Markets regulator Sebi on Friday provided clarity on cumulative gross exposure taken by mutual funds on exchange-traded commodity derivatives (ETCDs).
SEBI is the capital markets regulator in India. File image/Agencies
Markets regulator Sebi on Friday provided clarity on cumulative gross exposure taken by mutual funds on exchange-traded commodity derivatives (ETCDs). The regulator in May 2019 permitted mutual funds to participate in ETCDs. In a circular on Friday, Sebi said that the short positions that are not exceeding the holding value of underlying goods received in physical settlement contracts would not be considered in the cumulative gross exposure taken by mutual funds on ETCDs.

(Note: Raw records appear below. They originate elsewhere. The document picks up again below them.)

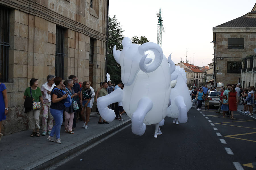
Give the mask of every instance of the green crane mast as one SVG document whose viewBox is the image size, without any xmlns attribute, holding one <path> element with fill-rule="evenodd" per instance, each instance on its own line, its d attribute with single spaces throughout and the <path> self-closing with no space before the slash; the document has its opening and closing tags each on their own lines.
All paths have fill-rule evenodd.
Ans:
<svg viewBox="0 0 256 170">
<path fill-rule="evenodd" d="M 164 29 L 162 21 L 163 20 L 161 16 L 161 8 L 159 9 L 159 12 L 156 13 L 156 16 L 158 18 L 158 24 L 157 24 L 157 44 L 160 47 L 162 47 L 162 29 L 163 32 L 165 32 Z"/>
</svg>

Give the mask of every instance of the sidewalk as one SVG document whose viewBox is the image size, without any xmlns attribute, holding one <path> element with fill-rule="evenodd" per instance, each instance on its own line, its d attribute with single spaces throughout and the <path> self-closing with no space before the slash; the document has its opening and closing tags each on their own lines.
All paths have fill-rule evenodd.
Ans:
<svg viewBox="0 0 256 170">
<path fill-rule="evenodd" d="M 251 116 L 249 116 L 247 114 L 245 114 L 244 113 L 244 112 L 243 111 L 241 111 L 243 109 L 243 105 L 238 105 L 238 108 L 237 109 L 237 111 L 238 111 L 238 113 L 241 114 L 243 114 L 244 115 L 245 115 L 247 116 L 249 116 L 251 117 L 252 117 L 254 119 L 256 119 L 256 114 L 254 114 L 253 115 L 252 115 Z M 254 108 L 253 109 L 253 112 L 255 111 L 255 108 Z"/>
<path fill-rule="evenodd" d="M 74 134 L 64 131 L 64 122 L 61 130 L 61 144 L 48 140 L 48 135 L 30 136 L 31 130 L 3 137 L 0 141 L 0 169 L 31 169 L 47 167 L 74 153 L 129 124 L 131 119 L 126 114 L 124 121 L 115 119 L 109 124 L 98 124 L 99 115 L 92 112 L 88 129 L 77 124 Z"/>
</svg>

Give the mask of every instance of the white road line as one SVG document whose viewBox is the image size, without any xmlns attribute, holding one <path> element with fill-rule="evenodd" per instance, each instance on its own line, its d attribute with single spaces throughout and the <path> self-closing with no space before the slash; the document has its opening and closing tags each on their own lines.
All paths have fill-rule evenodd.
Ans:
<svg viewBox="0 0 256 170">
<path fill-rule="evenodd" d="M 225 150 L 226 150 L 227 153 L 229 155 L 234 154 L 234 153 L 233 153 L 233 152 L 232 152 L 232 151 L 231 150 L 231 149 L 229 148 L 225 148 Z"/>
<path fill-rule="evenodd" d="M 239 162 L 233 162 L 233 164 L 234 164 L 234 166 L 235 166 L 235 167 L 236 168 L 236 170 L 243 170 L 243 168 L 242 165 Z"/>
<path fill-rule="evenodd" d="M 226 142 L 226 141 L 225 141 L 224 139 L 220 139 L 220 142 L 221 143 L 227 144 L 227 143 Z"/>
<path fill-rule="evenodd" d="M 220 132 L 216 132 L 216 134 L 217 135 L 217 136 L 222 136 L 222 135 L 221 135 L 221 134 L 220 134 Z"/>
</svg>

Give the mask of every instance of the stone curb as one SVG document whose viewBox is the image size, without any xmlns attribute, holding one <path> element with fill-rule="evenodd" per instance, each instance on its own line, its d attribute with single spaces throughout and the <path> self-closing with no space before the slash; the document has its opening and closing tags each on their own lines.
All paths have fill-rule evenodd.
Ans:
<svg viewBox="0 0 256 170">
<path fill-rule="evenodd" d="M 242 114 L 242 115 L 245 115 L 246 116 L 248 116 L 248 117 L 251 117 L 251 118 L 253 118 L 253 119 L 256 119 L 256 118 L 255 118 L 255 117 L 253 117 L 253 116 L 250 116 L 250 115 L 248 115 L 248 114 L 245 114 L 245 113 L 244 113 L 242 111 L 240 111 L 240 110 L 237 110 L 236 111 L 239 111 L 239 112 L 240 112 L 240 113 L 239 113 L 239 114 Z"/>
<path fill-rule="evenodd" d="M 71 144 L 53 153 L 49 154 L 44 158 L 40 159 L 19 168 L 19 169 L 41 169 L 50 166 L 65 157 L 79 151 L 95 142 L 100 140 L 127 125 L 131 123 L 131 119 L 124 121 L 121 123 L 107 129 L 105 131 L 89 137 L 86 139 L 82 140 Z"/>
</svg>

It added that short positions not exceeding the long position on the same goods will also not be considered. It further said mutual funds would not write options, or purchase instruments with embedded written options in goods or on commodity future.
“The point on exclusion of short position in ETCDs from the cumulative gross exposure can help multi-asset funds operationally,” said MyWealthGrowth.com co-founder Harshad Chetanwala. He added that earlier, the cumulative gross exposure across equity, debt and derivatives positions (including commodity derivatives) were not allowed to exceed over 100 per cent of net asset value (NAV).

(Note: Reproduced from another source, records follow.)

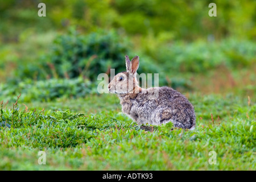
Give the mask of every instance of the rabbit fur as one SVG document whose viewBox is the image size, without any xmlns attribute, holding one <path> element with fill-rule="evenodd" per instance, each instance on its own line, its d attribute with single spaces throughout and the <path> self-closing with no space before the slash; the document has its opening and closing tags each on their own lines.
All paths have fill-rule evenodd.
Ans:
<svg viewBox="0 0 256 182">
<path fill-rule="evenodd" d="M 126 71 L 118 73 L 108 85 L 117 93 L 122 111 L 138 125 L 159 125 L 172 122 L 175 127 L 193 130 L 196 116 L 187 98 L 171 88 L 140 88 L 136 78 L 139 56 L 130 61 L 125 56 Z"/>
</svg>

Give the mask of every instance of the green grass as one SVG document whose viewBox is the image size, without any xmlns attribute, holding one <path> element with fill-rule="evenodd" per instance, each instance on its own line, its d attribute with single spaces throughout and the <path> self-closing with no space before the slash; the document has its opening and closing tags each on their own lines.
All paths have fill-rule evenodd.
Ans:
<svg viewBox="0 0 256 182">
<path fill-rule="evenodd" d="M 141 129 L 113 94 L 26 104 L 31 110 L 25 112 L 19 100 L 14 117 L 9 104 L 0 117 L 11 126 L 0 129 L 0 169 L 255 170 L 254 101 L 188 97 L 197 115 L 193 131 L 171 130 L 171 124 Z M 46 152 L 46 165 L 38 163 L 39 151 Z M 211 151 L 216 165 L 208 163 Z"/>
</svg>

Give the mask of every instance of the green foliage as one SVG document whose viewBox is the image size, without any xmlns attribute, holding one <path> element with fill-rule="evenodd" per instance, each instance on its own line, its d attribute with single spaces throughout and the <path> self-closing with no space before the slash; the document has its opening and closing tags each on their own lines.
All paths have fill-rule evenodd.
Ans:
<svg viewBox="0 0 256 182">
<path fill-rule="evenodd" d="M 0 100 L 12 101 L 21 94 L 24 102 L 49 101 L 60 97 L 83 97 L 97 92 L 97 85 L 82 78 L 50 79 L 35 81 L 27 79 L 13 84 L 0 84 Z"/>
<path fill-rule="evenodd" d="M 151 42 L 159 46 L 150 46 Z M 165 72 L 200 73 L 220 66 L 237 69 L 256 63 L 256 44 L 250 41 L 230 38 L 220 42 L 166 44 L 153 39 L 144 43 L 148 46 L 143 47 L 144 53 L 164 64 Z"/>
<path fill-rule="evenodd" d="M 255 104 L 231 96 L 200 98 L 191 98 L 198 115 L 193 131 L 168 123 L 147 131 L 117 110 L 85 114 L 19 109 L 12 120 L 13 110 L 2 109 L 11 128 L 0 127 L 0 169 L 255 170 Z M 41 150 L 46 165 L 35 163 Z M 217 154 L 216 165 L 208 163 L 211 151 Z"/>
<path fill-rule="evenodd" d="M 44 58 L 51 76 L 76 78 L 80 75 L 92 81 L 100 73 L 124 68 L 128 43 L 113 31 L 98 31 L 84 36 L 73 30 L 54 41 L 52 53 Z M 51 68 L 51 69 L 50 69 Z"/>
</svg>

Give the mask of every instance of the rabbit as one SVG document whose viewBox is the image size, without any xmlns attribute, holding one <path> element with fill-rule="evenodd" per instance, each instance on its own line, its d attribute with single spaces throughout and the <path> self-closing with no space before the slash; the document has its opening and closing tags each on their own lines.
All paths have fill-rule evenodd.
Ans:
<svg viewBox="0 0 256 182">
<path fill-rule="evenodd" d="M 130 61 L 126 55 L 125 61 L 126 71 L 117 74 L 108 85 L 110 93 L 118 94 L 123 113 L 138 125 L 172 122 L 175 127 L 195 129 L 194 108 L 184 96 L 167 86 L 139 87 L 136 78 L 139 56 Z"/>
</svg>

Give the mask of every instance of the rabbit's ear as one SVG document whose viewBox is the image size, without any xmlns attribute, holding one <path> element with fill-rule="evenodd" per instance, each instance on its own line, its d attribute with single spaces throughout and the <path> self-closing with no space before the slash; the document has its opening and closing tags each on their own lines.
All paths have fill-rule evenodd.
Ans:
<svg viewBox="0 0 256 182">
<path fill-rule="evenodd" d="M 131 61 L 129 59 L 129 56 L 127 55 L 125 56 L 125 64 L 126 65 L 126 71 L 127 72 L 131 71 Z"/>
<path fill-rule="evenodd" d="M 139 56 L 136 56 L 131 61 L 131 73 L 136 73 L 138 68 L 139 68 Z"/>
</svg>

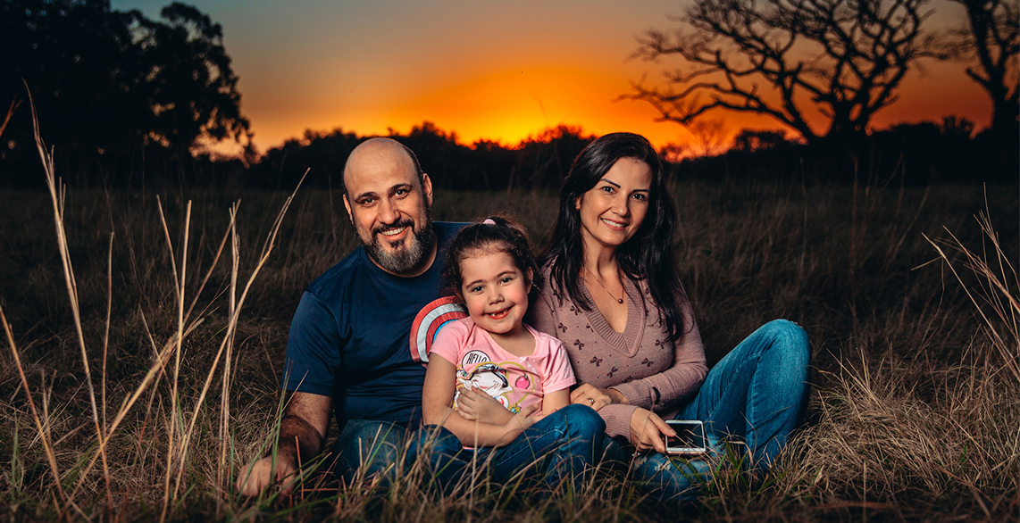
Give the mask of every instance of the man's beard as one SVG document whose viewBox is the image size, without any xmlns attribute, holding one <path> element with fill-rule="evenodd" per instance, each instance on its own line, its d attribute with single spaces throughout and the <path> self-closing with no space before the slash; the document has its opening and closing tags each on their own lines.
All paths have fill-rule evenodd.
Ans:
<svg viewBox="0 0 1020 523">
<path fill-rule="evenodd" d="M 403 226 L 411 227 L 411 246 L 405 249 L 403 244 L 398 244 L 400 245 L 399 249 L 385 249 L 381 245 L 381 242 L 385 241 L 379 240 L 382 230 Z M 368 257 L 387 271 L 394 274 L 408 274 L 417 272 L 427 261 L 426 258 L 431 254 L 432 247 L 436 246 L 436 231 L 432 230 L 432 220 L 426 211 L 425 223 L 420 230 L 415 226 L 413 220 L 405 219 L 390 225 L 375 227 L 371 230 L 371 242 L 365 242 L 365 239 L 359 233 L 358 242 L 361 243 L 361 247 L 368 254 Z"/>
</svg>

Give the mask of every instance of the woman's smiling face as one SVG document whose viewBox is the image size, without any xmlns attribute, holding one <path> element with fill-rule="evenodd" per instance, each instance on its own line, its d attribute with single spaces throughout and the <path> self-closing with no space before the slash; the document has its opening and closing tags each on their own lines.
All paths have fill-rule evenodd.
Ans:
<svg viewBox="0 0 1020 523">
<path fill-rule="evenodd" d="M 648 214 L 652 168 L 620 158 L 594 188 L 577 199 L 580 234 L 586 252 L 615 249 L 633 238 Z"/>
</svg>

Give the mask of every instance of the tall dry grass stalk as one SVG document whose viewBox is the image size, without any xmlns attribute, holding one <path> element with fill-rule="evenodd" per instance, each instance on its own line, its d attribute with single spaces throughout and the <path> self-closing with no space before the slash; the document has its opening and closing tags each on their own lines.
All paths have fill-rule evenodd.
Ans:
<svg viewBox="0 0 1020 523">
<path fill-rule="evenodd" d="M 1016 267 L 1003 250 L 988 213 L 978 214 L 977 223 L 986 241 L 980 253 L 968 250 L 949 229 L 947 232 L 952 240 L 932 242 L 928 237 L 924 238 L 938 251 L 938 256 L 953 271 L 980 315 L 983 328 L 988 333 L 988 343 L 1001 365 L 998 371 L 1010 373 L 1020 383 L 1020 279 L 1017 278 Z M 973 289 L 971 279 L 965 280 L 957 271 L 955 259 L 946 254 L 944 246 L 963 257 L 964 268 L 976 276 Z"/>
<path fill-rule="evenodd" d="M 31 104 L 31 96 L 30 96 Z M 53 163 L 53 153 L 47 150 L 43 143 L 43 140 L 39 133 L 38 120 L 35 118 L 35 108 L 33 107 L 33 118 L 35 121 L 35 138 L 36 144 L 39 149 L 40 158 L 43 163 L 46 184 L 49 190 L 49 196 L 53 208 L 53 217 L 56 226 L 56 238 L 57 246 L 60 255 L 61 265 L 63 268 L 64 281 L 66 284 L 67 297 L 70 303 L 70 309 L 72 314 L 72 322 L 74 330 L 76 333 L 76 344 L 81 351 L 82 358 L 82 368 L 85 374 L 85 381 L 89 397 L 89 402 L 91 406 L 92 421 L 95 428 L 95 439 L 94 452 L 85 451 L 82 458 L 78 460 L 78 464 L 73 467 L 74 470 L 71 471 L 61 471 L 58 466 L 56 455 L 56 444 L 60 441 L 53 441 L 50 425 L 51 425 L 51 413 L 48 409 L 48 401 L 46 400 L 46 393 L 43 393 L 44 405 L 43 410 L 40 411 L 36 408 L 35 401 L 33 400 L 34 393 L 29 383 L 29 380 L 24 374 L 24 366 L 22 364 L 20 353 L 15 345 L 14 335 L 11 331 L 10 325 L 4 315 L 3 309 L 0 308 L 0 323 L 3 324 L 4 331 L 6 334 L 7 343 L 10 347 L 11 354 L 13 357 L 14 366 L 21 380 L 21 389 L 24 393 L 27 401 L 30 406 L 30 411 L 33 414 L 34 422 L 36 423 L 38 436 L 42 439 L 44 452 L 47 456 L 47 460 L 50 466 L 50 473 L 53 476 L 52 485 L 56 489 L 58 494 L 58 506 L 60 518 L 70 518 L 71 514 L 76 514 L 76 516 L 82 518 L 89 518 L 88 513 L 82 510 L 75 503 L 78 493 L 81 491 L 82 487 L 88 481 L 90 477 L 90 472 L 95 466 L 97 460 L 102 463 L 102 478 L 104 480 L 105 491 L 106 491 L 106 511 L 111 513 L 115 510 L 113 492 L 111 490 L 111 473 L 109 463 L 107 461 L 107 449 L 110 443 L 110 438 L 116 433 L 121 422 L 125 419 L 128 414 L 131 412 L 132 408 L 135 406 L 139 398 L 145 393 L 145 390 L 153 384 L 157 376 L 163 375 L 165 371 L 165 366 L 169 363 L 169 360 L 173 359 L 173 364 L 171 370 L 171 377 L 168 386 L 169 394 L 169 419 L 166 420 L 166 458 L 165 458 L 165 468 L 163 475 L 163 485 L 162 485 L 162 504 L 160 510 L 160 520 L 166 520 L 167 518 L 173 517 L 173 509 L 175 508 L 176 499 L 182 489 L 182 482 L 184 478 L 184 472 L 187 468 L 189 452 L 192 450 L 192 438 L 195 435 L 196 423 L 202 413 L 202 406 L 205 402 L 206 395 L 212 383 L 214 376 L 216 375 L 220 360 L 225 352 L 226 359 L 233 357 L 233 345 L 234 338 L 237 333 L 237 324 L 239 321 L 240 312 L 248 297 L 249 291 L 255 278 L 258 276 L 259 272 L 265 265 L 266 261 L 269 259 L 273 248 L 275 246 L 275 241 L 279 232 L 279 228 L 283 225 L 284 217 L 290 208 L 295 195 L 304 181 L 304 176 L 298 182 L 294 192 L 289 198 L 284 202 L 283 207 L 276 215 L 274 222 L 272 223 L 268 234 L 262 245 L 261 253 L 259 254 L 258 260 L 255 267 L 251 270 L 244 289 L 241 291 L 240 296 L 238 296 L 238 274 L 241 270 L 240 263 L 240 243 L 237 234 L 237 212 L 240 202 L 235 203 L 235 205 L 230 209 L 230 225 L 227 231 L 224 233 L 222 241 L 219 244 L 219 248 L 213 258 L 211 266 L 209 267 L 205 277 L 202 279 L 201 283 L 196 291 L 196 296 L 192 300 L 190 306 L 186 309 L 186 291 L 187 291 L 187 268 L 188 268 L 188 246 L 189 246 L 189 231 L 191 224 L 191 209 L 192 205 L 189 201 L 185 208 L 184 217 L 184 238 L 181 243 L 181 261 L 180 261 L 180 271 L 177 266 L 177 261 L 174 256 L 173 242 L 169 232 L 169 227 L 163 213 L 163 205 L 157 197 L 157 208 L 159 211 L 160 224 L 162 225 L 163 236 L 166 240 L 166 249 L 169 253 L 170 268 L 173 276 L 173 289 L 174 289 L 174 302 L 175 302 L 175 331 L 174 333 L 158 348 L 155 342 L 152 339 L 150 334 L 150 342 L 154 350 L 154 358 L 151 366 L 145 377 L 142 379 L 141 383 L 135 388 L 135 390 L 123 398 L 119 409 L 113 416 L 112 421 L 108 423 L 106 415 L 106 359 L 107 359 L 107 348 L 109 343 L 109 323 L 110 323 L 110 311 L 112 309 L 112 252 L 113 252 L 113 240 L 114 237 L 111 233 L 109 240 L 108 248 L 108 258 L 107 258 L 107 311 L 106 311 L 106 323 L 102 338 L 102 366 L 101 366 L 101 390 L 100 398 L 102 403 L 102 408 L 97 405 L 96 390 L 93 385 L 92 369 L 90 365 L 89 350 L 87 348 L 86 335 L 82 327 L 82 314 L 81 306 L 79 302 L 79 289 L 78 281 L 74 276 L 74 270 L 71 263 L 70 251 L 68 249 L 67 234 L 64 228 L 64 207 L 65 207 L 65 188 L 61 184 L 60 179 L 55 175 L 55 168 Z M 307 172 L 305 173 L 307 175 Z M 232 239 L 232 254 L 233 254 L 233 266 L 231 268 L 231 286 L 230 286 L 230 303 L 228 303 L 228 318 L 225 328 L 225 333 L 219 345 L 219 350 L 217 351 L 212 365 L 207 370 L 204 384 L 201 391 L 198 395 L 197 400 L 192 405 L 193 410 L 191 412 L 190 419 L 187 418 L 185 413 L 185 407 L 180 403 L 182 397 L 181 390 L 181 370 L 182 370 L 182 357 L 184 352 L 184 343 L 188 338 L 188 335 L 192 333 L 199 324 L 204 320 L 203 317 L 191 318 L 192 312 L 195 310 L 195 306 L 198 303 L 199 297 L 202 295 L 202 291 L 205 284 L 208 282 L 209 277 L 212 275 L 217 262 L 219 260 L 222 249 L 227 241 Z M 200 315 L 201 316 L 201 315 Z M 142 320 L 145 322 L 145 316 L 142 315 Z M 230 366 L 227 364 L 226 371 L 222 373 L 222 389 L 224 391 L 220 399 L 219 412 L 221 417 L 221 428 L 219 431 L 219 460 L 216 467 L 216 478 L 218 488 L 226 490 L 230 488 L 230 470 L 226 467 L 230 465 L 226 460 L 230 446 L 230 396 L 228 390 L 231 388 L 231 372 Z M 147 408 L 146 419 L 149 419 L 151 413 L 152 400 L 156 398 L 155 391 L 153 390 L 150 397 L 150 404 Z M 100 415 L 102 412 L 102 415 Z M 67 474 L 73 473 L 76 476 L 76 482 L 74 484 L 73 490 L 67 494 L 64 491 L 63 485 L 65 480 L 68 478 Z M 172 480 L 172 486 L 171 486 Z M 221 509 L 221 506 L 219 506 Z M 218 512 L 218 511 L 217 511 Z"/>
</svg>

Mutual funds taking derivative short as well as long positions on the same commodity would not be counted twice in the gross exposure limits as mentioned by Sebi in its earlier circulars, said Green Portfolio co-founder Divam Sharma. He added that the regulator’s move would give relief to the hybrid mutual fund schemes as they will now be able to take additional long exposures considering the clarity on gross exposure limits. They can also maintain hedge on their long positions to ensure capital protection and better returns.